Conduciendo hacia Ayamonte y escuchando una lista de reproducción de popurrí de cosas semi olvidadas, empieza a sonar aquella canción con la que hace un par de años lloré tantísimo el final de una relación que, aunque no duró tanto como parecía entonces, se sintió doler toda una vida. Llevaba desde entonces cuidadosamente enterrada entre música más fácil de escuchar.
El corazón se me pone alerta, listo para doler en cualquier momento, pero la canción llega al segundo estribillo y, aunque tengo un nudito agridulce en la garganta, todo está bien.

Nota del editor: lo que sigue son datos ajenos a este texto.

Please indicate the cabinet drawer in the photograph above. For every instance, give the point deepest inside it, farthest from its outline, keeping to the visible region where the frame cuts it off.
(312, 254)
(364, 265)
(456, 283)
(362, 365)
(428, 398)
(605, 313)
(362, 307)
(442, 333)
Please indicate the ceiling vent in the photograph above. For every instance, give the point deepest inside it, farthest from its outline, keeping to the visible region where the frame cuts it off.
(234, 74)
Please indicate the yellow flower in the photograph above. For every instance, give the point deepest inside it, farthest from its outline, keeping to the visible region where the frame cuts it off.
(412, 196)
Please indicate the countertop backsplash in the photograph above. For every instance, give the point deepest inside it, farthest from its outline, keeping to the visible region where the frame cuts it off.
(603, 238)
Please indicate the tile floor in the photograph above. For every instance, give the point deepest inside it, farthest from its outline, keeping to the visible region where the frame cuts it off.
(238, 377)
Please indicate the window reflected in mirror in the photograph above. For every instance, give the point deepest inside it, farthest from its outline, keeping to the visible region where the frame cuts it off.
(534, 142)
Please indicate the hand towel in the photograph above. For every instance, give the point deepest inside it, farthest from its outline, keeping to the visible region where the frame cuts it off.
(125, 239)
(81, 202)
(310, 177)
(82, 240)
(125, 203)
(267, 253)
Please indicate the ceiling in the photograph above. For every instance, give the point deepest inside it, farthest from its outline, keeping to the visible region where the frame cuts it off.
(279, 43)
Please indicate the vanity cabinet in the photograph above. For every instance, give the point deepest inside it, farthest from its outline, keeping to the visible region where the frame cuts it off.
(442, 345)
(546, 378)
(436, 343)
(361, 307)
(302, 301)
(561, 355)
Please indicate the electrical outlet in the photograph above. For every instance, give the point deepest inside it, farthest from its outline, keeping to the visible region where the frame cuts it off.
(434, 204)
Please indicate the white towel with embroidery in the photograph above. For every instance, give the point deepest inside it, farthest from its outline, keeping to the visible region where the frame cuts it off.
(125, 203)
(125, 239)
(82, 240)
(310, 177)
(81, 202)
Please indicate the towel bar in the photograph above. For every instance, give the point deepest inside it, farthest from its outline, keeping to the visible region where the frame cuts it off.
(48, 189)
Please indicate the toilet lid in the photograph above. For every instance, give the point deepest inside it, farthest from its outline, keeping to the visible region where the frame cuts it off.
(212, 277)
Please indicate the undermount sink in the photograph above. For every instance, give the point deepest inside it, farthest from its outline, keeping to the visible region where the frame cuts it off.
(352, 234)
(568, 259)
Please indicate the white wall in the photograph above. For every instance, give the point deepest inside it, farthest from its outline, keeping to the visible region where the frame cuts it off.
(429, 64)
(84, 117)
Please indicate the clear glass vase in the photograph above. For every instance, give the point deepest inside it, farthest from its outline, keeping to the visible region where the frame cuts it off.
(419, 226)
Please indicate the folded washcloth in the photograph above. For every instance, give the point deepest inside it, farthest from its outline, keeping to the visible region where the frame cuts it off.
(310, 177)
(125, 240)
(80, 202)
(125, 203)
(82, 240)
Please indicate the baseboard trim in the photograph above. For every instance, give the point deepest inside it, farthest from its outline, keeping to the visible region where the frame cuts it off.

Yo estoy bien. Y me relajo.
Entonces me acuerdo de cómo una noche bajo una cúpula purpúrea donde las estrellas pasaban como fogonazos sin rozarnos, hablamos precisamente sobre lo que se sentía cuando volvías a escuchar una canción que te había acompañado en tu dolor. Yo, que ya me olía lo que se nos venía encima y lloraba sin saber por qué, pensé en ese momento que yo no quería que él me doliera en ninguna canción.
Pero de vuelta a mi coche recalentado, a mi equipaje desordenado y a mi escaso sentido del ritmo y la musicalidad, aquella tarde no pude evitar sonreír un poquito por dentro pensando en la de vueltas que ha dado la vida. La canción termina con mi pensamiento, dulce y fugaz, y sin haber dolido ni un poquito.